Transfer to salad bowl. Let cool slightly. Add pears, endive and vinegar. Toss well. Top with quinoa mixture and feta. Serve with dressing on side. Serves 4–6.
Steamed Bass, Fiery Noodles, Long Beans
- 2 whole (1 lb each) striped bass, cleaned, rinsed and patted dry
- Kosher salt
- 2 scallions quartered
- 2 teaspoons sesame oil
- 2 pounds long beans (or sub green beans), trimmed and cut into 3-inch pieces
- 1 pound fresh Chinese noodles
- 1 cup Mala sauce or Chinese chili oil
Set a rack in a roasting pan. Pour in 1 inch of water and bring to a boil over high heat.

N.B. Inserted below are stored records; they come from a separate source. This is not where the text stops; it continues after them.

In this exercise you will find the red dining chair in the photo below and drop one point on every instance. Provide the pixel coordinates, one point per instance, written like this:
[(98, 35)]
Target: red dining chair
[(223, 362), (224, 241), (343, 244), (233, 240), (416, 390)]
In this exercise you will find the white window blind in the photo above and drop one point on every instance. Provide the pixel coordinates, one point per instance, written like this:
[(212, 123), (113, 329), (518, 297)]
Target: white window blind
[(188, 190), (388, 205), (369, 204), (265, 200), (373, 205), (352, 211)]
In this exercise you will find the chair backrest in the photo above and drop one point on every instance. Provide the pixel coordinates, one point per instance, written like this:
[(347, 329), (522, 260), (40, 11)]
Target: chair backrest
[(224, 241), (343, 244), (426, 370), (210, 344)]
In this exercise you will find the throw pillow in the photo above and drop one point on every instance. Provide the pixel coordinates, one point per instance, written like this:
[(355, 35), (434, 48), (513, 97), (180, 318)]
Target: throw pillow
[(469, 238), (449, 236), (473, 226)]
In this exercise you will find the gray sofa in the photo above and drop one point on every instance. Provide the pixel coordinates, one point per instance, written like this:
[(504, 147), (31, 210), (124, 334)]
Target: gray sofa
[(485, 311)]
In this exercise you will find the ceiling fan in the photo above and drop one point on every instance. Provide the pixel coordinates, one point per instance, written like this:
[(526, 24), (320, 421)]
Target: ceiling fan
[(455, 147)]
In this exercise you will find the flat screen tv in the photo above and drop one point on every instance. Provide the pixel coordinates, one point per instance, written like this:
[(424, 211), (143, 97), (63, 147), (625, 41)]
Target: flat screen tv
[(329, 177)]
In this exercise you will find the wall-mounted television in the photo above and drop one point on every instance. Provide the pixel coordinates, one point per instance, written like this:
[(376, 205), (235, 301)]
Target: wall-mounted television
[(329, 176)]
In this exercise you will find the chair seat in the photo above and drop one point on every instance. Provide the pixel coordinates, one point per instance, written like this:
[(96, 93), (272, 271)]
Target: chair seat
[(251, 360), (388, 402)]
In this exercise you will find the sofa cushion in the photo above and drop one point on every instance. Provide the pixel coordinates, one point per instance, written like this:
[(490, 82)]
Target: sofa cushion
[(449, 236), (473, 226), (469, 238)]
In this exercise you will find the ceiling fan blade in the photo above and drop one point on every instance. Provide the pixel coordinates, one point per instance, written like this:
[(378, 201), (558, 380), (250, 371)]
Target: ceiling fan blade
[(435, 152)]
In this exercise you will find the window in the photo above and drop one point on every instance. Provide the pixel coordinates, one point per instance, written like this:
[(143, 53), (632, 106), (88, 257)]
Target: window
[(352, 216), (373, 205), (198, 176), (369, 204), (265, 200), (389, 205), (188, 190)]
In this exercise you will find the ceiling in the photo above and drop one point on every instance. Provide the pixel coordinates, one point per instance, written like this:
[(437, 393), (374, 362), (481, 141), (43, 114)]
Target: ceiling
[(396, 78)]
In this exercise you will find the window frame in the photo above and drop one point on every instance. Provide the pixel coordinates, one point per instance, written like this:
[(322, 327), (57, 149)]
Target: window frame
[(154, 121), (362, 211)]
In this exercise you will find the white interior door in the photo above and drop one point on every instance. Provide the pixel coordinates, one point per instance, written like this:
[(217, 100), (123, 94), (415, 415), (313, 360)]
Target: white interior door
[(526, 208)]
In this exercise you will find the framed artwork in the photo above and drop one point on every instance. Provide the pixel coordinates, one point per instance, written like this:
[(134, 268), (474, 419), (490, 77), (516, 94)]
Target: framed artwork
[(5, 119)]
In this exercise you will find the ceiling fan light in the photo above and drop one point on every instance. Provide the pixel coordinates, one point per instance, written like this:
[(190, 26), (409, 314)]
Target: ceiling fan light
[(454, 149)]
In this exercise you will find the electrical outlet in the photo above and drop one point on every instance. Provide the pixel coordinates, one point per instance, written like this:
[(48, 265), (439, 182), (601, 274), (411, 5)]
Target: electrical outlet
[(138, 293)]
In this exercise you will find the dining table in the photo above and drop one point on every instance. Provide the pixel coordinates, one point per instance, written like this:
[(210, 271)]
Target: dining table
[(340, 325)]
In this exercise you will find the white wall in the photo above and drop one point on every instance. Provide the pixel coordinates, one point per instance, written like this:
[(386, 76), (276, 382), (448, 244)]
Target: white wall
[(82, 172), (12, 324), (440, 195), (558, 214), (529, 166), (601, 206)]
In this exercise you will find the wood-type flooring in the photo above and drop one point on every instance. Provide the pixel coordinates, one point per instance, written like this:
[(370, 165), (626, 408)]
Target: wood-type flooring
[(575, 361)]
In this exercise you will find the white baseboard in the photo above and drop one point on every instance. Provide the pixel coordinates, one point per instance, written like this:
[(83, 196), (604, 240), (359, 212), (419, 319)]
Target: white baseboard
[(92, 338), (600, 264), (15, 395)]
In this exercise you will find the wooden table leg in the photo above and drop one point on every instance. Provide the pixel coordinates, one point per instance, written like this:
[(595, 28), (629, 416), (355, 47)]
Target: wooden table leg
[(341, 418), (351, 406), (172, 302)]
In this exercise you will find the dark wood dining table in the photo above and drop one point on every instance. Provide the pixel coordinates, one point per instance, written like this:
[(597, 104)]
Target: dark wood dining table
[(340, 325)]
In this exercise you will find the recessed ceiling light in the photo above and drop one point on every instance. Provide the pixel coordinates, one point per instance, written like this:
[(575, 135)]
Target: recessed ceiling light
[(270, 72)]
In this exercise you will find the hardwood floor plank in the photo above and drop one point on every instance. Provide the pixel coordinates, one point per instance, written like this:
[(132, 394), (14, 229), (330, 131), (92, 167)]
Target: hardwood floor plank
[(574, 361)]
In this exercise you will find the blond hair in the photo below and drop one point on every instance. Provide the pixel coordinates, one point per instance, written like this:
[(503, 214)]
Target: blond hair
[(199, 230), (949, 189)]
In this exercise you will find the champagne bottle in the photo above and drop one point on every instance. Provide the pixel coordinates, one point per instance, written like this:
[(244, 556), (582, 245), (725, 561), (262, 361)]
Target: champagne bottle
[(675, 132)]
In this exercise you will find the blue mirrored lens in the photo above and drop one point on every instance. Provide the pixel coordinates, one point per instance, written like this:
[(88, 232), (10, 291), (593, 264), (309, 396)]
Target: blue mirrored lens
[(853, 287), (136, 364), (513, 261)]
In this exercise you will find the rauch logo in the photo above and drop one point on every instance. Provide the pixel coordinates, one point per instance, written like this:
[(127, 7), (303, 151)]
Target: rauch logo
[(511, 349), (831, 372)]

Season the fish inside and out with salt. Stuff the cavities with the scallions and rub the fish with sesame oil. Set each fish in a shallow bowl.
When the water’s boiling, set the bowls on the rack and seal the roasting pan tightly with foil. Steam the fish for 8 minutes. Turn off the heat and let sit for 10 minutes. The fish should be barely opaque in the center (make a cut into the fish to check). If the fish isn’t done to your liking, steam in for another minute or two.
While the fish is steaming bring a large pot of salted water to boil. Add the long beans, bring back to a boil, and cook for 30 seconds. Transfer to a bowl with a slotted spoon. Add the noodles to the boiling water, bring back to a boil and cook for 1 minute. Reserve 1 cup of the cooking water. Drain the noodles and add to the beans. Add the mala and toss, adding some of the cooking water if you need to loosen things up.
Scrape the skin off one fish with a spoon. Slide the top fillet onto a cutting board. Grab the tail and lift the bones off. Flip the bottom fillet onto the board and remove the skin. Repeat with the other fish.
Divide the fiery noodles and beans between four shallow bowls. Top each with a piece of fish and serve. The fish heads can be the cook’s treat, or you can put them out and share.